Chen spent several years modelling there which she found to be therapeutic as she was able to use her body to help people with their creative projects rather than as something which had caused others to shame her.

But the struggle of maintaining the veneer of a false identity eventually became too much; she reached tipping point and had a breakdown.

“In 2016 I had a huge nervous breakdown. I think it was to do with the two identities and no longer being able to separate the two. I had this nervous breakdown on a conspiracy level of delusions and paranoia,” she says.

“I thought I was being followed. Before, I had felt psychological unease about being stalked on the internet but when I was in Germany under a new identity I literally thought I was being followed by the government. I had a total psychotic break. I was not dealing with my trauma and that bubbled up to the surface.”

This was not the first time you could say Chen lived something of a double life. Her parents emigrated from China in the 1980s and she had a sheltered upbringing in the LA suburbs but remained secretly permissive and rebellious growing up – dating but without her mother’s permission.

“I grew up almost in two worlds of conflict – with traditional parents that were quite oppressive sexually because of expectations like you don’t date, you don’t have sex and you don’t date without the intent of marriage,” she recalls. “And then as well as that was a huge emphasis on academic achievement.”

After having the breakdown, she went back to America and started her recovery process. This was profoundly helped by setting up Heal Her – an initiative designed to create a space for women to come together to talk about about surviving violence and trauma.

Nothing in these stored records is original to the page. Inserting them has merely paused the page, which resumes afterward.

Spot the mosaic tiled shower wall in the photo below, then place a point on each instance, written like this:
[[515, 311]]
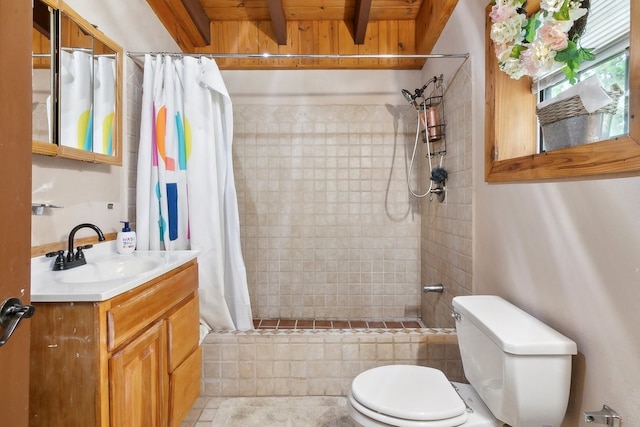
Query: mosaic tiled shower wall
[[446, 229], [328, 228]]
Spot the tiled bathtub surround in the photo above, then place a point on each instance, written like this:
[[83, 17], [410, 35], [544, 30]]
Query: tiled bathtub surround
[[328, 228], [317, 362]]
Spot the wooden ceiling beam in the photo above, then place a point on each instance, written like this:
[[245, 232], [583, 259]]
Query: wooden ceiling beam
[[360, 20], [199, 18], [278, 21], [431, 20], [178, 21]]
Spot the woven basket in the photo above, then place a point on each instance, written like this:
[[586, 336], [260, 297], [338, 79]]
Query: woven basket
[[572, 107]]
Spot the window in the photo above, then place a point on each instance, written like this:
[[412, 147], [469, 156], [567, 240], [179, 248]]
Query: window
[[611, 71]]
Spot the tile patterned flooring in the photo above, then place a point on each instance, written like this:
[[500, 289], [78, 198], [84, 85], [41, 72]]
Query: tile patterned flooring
[[205, 407]]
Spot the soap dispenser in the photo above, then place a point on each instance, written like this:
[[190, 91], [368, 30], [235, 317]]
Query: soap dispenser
[[126, 240]]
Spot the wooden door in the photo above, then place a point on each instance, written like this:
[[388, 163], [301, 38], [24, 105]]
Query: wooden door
[[15, 201], [138, 381]]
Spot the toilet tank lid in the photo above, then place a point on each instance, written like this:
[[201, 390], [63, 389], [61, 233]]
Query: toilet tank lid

She started the support network after being contacted by other people who had endured revenge porn, and finding it deeply helpful to speak to others who had survived similar experiences.

“Heal Her uses the ancient concept of the talking circle as a platform for participants to share survival stories, coping strategies, and experiences related to sexual and gender-based violence,” explains Chen’s website.

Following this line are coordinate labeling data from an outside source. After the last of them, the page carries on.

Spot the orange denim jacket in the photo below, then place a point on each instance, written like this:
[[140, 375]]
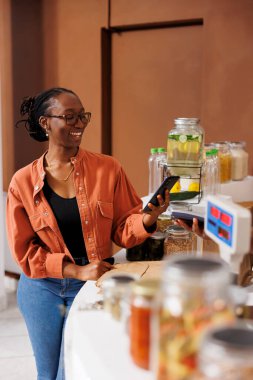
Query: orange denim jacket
[[108, 205]]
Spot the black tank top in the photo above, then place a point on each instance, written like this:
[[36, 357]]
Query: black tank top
[[68, 218]]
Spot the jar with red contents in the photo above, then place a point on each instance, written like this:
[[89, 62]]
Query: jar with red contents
[[141, 306]]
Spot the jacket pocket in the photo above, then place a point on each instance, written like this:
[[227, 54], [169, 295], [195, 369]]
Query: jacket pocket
[[38, 223], [47, 237], [104, 218]]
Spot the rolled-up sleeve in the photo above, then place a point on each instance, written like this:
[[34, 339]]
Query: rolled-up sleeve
[[33, 257]]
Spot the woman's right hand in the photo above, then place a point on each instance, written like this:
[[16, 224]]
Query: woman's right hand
[[91, 271]]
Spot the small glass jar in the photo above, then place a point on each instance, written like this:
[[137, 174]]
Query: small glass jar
[[227, 353], [178, 241], [225, 160], [142, 298], [239, 164], [116, 291], [163, 222], [154, 246], [194, 297], [136, 253], [185, 145]]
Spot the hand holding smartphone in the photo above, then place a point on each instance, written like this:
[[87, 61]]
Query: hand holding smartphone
[[168, 183]]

While Chen says she now feels radically better, she is hesitant about referencing her own sexuality or personal life in her work.

“It is not even anger towards men. It is more complicated than that. It is paranoia and the feeling of protecting yourself from this war,” she says. “This is an unfortunate but an understandable reaction to this. People often kill themselves over things like this, even in the most privileged societies, and no amount of therapy stops you feeling alone which is why support groups are so important.”

“I think what happened to me was foreboding of times to come as I was one of the first victims who was well known,” she concludes.

Earlier in June, new figures revealed one in three allegations of revenge porn are withdrawn by the complainant in the UK. Since it was made a criminal offence in 2015 victims have chosen not to support charges in 2,813 of 7,806 incidents.

While some alleged victims say it is because they are not granted anonymity, others attribute it to a lack of police support.

The North Yorkshire Police and Crime Commissioner, Julia Mulligan, has set up a petition – which has garnered over 15,000 signatures – to change the law to give victims anonymity as is the case for complainants in sexual offence cases.